Cation-induced morphological transitions and aggregation of thermoresponsive PNIPAM nanogels

Poly(N-isopropylacrylamide) (PNIPAM) nanogels are promising responsive colloidal particles that can be used in pharmaceutical applications as drug carriers. This work investigates the temperature-dependent morphological changes and agglomeration dynamics of PNIPAM nanogels in the presence of mono- and multi-valent cationic electrolytes. We described the deswelling, flocculation behaviour and aggregated morphology of PNIPAM nanogels over a range of electrolyte concentrations and temperatures revealing the critical transition points from stable suspension to spontaneous agglomeration. We demonstrated that, the flocculating ability and the response rate to form aggregates follow the order of deswelling behaviour. The TEM and AFM analysis revealed the presence of a shell-like layer with varying density in the electrolyte solutions when compared to those in aqueous medium. We observed the thermo-induced aggregation/dispersion reversibility for the Na+ and K+ at a concentration over 10 mM, for the Mg2+ and Ca2+ at a concentration over 1 mM and for the Al3+ at a concentration over 0.1 mM, which points the effective destabilization of the electrolyte system with multivalency following the Schulze–Hardy rule. Our findings were supported by applying a Debye screening model that accounts for the shielding effect of multivalent cationic electrolytes on these nanogel systems.
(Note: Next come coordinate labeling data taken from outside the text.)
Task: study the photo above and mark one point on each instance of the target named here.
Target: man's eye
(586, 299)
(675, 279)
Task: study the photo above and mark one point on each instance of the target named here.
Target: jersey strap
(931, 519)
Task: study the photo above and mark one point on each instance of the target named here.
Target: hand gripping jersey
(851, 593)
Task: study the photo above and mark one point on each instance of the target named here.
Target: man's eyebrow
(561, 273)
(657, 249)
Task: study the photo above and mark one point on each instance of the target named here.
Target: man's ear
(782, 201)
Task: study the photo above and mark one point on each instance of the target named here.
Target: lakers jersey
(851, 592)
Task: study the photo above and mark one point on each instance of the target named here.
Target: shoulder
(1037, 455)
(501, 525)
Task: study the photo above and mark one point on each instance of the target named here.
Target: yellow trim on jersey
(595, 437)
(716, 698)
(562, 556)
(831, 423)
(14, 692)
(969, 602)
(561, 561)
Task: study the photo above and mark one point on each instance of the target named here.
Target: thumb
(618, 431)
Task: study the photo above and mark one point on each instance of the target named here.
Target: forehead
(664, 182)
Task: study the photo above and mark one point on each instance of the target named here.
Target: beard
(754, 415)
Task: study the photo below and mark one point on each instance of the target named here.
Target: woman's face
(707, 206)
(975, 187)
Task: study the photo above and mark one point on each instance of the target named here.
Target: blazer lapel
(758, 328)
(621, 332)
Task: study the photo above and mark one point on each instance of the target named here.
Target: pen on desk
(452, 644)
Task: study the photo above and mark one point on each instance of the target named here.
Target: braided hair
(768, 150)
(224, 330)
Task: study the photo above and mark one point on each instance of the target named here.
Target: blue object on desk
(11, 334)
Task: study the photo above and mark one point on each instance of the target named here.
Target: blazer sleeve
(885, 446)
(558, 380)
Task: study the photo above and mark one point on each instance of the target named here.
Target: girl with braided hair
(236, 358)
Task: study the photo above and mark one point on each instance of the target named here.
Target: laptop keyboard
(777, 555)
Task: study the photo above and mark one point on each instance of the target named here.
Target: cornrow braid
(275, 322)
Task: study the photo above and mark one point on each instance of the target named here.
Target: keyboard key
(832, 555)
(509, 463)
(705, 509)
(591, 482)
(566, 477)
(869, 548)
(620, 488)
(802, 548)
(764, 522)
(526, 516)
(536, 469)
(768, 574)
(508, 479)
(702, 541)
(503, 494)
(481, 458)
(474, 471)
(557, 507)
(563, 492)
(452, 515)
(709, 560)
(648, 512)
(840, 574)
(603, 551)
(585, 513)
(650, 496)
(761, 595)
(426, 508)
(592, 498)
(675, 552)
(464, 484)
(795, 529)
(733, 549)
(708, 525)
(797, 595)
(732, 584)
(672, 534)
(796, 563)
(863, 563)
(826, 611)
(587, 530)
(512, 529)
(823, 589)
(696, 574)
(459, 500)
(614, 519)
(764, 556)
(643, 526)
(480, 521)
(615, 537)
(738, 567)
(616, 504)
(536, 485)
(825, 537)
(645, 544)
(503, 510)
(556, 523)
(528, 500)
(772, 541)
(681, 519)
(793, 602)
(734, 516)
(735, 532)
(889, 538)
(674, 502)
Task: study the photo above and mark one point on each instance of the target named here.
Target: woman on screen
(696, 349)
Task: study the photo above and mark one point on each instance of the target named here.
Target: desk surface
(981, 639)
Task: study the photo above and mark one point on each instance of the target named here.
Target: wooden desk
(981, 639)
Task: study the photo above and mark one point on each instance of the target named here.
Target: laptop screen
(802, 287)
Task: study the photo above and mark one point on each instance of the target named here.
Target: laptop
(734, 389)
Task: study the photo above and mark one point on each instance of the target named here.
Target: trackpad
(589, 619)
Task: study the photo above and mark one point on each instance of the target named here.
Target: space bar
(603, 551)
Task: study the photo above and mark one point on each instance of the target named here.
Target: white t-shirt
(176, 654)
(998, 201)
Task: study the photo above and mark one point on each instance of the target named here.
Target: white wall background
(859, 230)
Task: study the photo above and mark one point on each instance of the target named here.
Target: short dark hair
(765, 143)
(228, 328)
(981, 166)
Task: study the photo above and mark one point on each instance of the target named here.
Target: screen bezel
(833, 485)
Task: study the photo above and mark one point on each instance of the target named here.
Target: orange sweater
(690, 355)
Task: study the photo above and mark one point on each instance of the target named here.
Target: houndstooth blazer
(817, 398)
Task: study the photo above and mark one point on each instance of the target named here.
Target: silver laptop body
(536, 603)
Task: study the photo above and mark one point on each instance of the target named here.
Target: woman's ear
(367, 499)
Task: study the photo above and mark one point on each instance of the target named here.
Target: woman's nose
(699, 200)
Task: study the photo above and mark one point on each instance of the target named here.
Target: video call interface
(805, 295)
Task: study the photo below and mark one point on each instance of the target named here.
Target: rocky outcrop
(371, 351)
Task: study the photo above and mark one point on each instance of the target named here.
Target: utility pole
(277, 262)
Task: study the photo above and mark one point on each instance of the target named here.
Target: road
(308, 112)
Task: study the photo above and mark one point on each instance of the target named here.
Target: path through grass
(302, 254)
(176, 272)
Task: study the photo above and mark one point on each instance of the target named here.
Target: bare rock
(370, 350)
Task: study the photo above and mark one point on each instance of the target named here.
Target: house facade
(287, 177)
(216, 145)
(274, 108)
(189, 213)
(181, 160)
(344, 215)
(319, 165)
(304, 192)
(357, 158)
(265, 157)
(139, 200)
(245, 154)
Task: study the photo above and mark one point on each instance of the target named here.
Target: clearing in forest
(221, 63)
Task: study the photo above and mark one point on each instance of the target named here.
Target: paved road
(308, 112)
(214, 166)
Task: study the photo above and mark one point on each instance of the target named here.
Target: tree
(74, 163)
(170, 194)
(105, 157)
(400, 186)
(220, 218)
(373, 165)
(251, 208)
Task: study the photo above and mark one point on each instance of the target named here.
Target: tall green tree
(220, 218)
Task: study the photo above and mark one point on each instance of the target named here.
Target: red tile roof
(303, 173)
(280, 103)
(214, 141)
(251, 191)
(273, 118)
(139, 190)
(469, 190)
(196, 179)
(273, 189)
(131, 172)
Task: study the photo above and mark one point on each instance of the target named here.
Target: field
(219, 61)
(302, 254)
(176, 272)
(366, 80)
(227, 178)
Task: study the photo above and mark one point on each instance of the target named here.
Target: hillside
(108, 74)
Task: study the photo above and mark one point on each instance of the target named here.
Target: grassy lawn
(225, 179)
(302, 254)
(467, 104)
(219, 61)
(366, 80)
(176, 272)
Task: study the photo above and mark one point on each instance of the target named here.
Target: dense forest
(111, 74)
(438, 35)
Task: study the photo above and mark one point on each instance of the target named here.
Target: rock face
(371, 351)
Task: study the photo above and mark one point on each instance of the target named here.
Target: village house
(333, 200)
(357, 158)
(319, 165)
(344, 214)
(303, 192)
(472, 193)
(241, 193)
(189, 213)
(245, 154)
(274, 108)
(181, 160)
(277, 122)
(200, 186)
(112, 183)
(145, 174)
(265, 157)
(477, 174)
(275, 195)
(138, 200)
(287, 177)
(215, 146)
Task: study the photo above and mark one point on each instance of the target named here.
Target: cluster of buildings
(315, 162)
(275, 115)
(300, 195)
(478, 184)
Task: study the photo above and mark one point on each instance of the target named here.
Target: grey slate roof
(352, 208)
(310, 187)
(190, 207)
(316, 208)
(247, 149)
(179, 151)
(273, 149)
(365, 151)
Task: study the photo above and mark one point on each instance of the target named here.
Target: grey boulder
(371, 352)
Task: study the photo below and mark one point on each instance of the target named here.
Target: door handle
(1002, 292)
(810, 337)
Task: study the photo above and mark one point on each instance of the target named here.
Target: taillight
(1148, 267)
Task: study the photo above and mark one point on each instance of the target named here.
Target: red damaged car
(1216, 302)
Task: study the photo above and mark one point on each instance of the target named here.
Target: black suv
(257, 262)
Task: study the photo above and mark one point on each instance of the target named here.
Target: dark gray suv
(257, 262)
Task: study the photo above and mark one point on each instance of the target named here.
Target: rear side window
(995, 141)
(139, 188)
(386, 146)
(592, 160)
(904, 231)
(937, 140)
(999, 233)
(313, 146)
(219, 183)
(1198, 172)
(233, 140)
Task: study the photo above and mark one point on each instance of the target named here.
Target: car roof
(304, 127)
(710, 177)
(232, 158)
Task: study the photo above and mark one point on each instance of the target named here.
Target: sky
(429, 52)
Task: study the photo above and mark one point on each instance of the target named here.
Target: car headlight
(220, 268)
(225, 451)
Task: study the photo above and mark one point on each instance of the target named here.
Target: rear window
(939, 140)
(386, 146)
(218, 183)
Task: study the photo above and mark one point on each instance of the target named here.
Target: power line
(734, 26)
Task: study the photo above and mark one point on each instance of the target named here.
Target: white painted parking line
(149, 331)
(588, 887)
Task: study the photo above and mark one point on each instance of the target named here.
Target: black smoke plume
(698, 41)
Our experiments and the models confirmed the compression of the electric double layer as the valency and ionic strength increased with the exception of Al3+ at higher concentration which seems to disrupt the electrical double layer and cause reversal of zeta potential. Our work highlights the significant impact the presence of multivalent ions can impose on the stability and morphology of nanogels, and this understanding will help in designing responsive nanogel systems based on PNIPAMs.